ファイルの回復には、VM の復元とディスクの復元に必要な承認レベルと同じレベルが必要です。 つまり、承認されたユーザーのみが VM データを表示してスクリプトを生成できます。

生成されたスクリプトは、Azure Backup サービス用の Microsoft の公式な証明書で署名されます。 スクリプトの改ざんは署名が壊れることを意味し、スクリプトを実行するあらゆる試みは潜在的なリスクとして OS で強調表示されます。

回復ボリュームをマウントする (スクリプトを実行できるユーザー)

管理者だけがスクリプトを実行できます。管理者特権モードで実行する必要があります。 スクリプトは、事前生成済みの一連の手順のみを実行し、いかなる外部ソースからの入力も受け入れません。

スクリプトを実行するには、Azure portal、PowerShell、または CLI でスクリプトの生成時に、許可されているユーザーに対してのみ表示されるパスワードが必要です。 これは、承認されたユーザーがスクリプトのダウンロードと、スクリプトの実行の責任も負うようにするためです。

ファイルとフォルダーを参照する

ファイルとフォルダーを参照するために、マシン内の iSCSI イニシエーターをスクリプトで使用して、iSCSI ターゲットとして構成されている復旧ポイントに接続します。 ここで、いずれかまたはすべてのコンポーネントを誰かが模倣、なりすましをしようとしているシナリオが想定できます。

Microsoft では、各コンポーネントの相互の認証ができるように、相互の CHAP 認証メカニズムを使用しています。 つまり、偽のイニシエーターが iSCSI ターゲットに接続したり、偽のターゲットがスクリプトを実行するマシンに接続するのは非常に困難です。

回復サービスとマシン間のデータ フローは、TCP 経由でセキュリティで保護された TLS トンネルを構築することで保護されます (スクリプトを実行するマシンでは、TLS 1.2 がサポートされている必要があります)。

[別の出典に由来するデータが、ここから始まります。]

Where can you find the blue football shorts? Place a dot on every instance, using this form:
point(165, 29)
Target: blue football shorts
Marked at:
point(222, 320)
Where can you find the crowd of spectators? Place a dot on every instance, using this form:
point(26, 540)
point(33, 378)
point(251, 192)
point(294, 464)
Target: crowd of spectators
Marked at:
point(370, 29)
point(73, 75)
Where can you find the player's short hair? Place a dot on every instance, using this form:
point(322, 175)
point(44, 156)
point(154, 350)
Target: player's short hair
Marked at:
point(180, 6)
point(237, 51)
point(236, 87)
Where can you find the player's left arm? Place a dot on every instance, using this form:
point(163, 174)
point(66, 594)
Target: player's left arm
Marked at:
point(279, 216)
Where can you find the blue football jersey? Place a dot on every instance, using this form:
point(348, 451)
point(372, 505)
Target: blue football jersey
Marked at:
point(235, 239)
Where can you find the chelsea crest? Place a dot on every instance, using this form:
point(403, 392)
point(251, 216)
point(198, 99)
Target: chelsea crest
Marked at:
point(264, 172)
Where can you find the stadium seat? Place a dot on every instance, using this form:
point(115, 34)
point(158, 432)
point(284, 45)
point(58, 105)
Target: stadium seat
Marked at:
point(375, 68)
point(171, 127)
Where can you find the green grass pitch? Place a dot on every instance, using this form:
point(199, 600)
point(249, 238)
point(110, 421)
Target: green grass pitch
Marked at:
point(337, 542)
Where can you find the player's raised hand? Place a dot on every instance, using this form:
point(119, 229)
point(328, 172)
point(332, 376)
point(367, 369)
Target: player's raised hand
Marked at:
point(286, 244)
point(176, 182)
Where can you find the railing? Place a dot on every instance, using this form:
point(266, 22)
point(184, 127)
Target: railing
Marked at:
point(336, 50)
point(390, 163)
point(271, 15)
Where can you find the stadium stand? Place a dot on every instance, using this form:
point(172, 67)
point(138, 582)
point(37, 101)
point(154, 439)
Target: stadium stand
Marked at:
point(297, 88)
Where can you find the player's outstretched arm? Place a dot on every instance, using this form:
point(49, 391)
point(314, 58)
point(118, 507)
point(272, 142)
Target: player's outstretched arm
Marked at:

親/バックアップされた VM に存在するすべてのファイル アクセス制御リスト (ACL) は、マウントされているファイル システムにも保持されます。

スクリプトにより回復ポイントへの読み取り専用アクセスが提供されます。有効期間は 12 時間だけです。 それより前にアクセスを削除したい場合は、Azure portal、PowerShell、または CLI にサインインして、その特定の回復ポイントに対して ディスクのマウント解除 を実行します。 スクリプトはすぐに無効になります。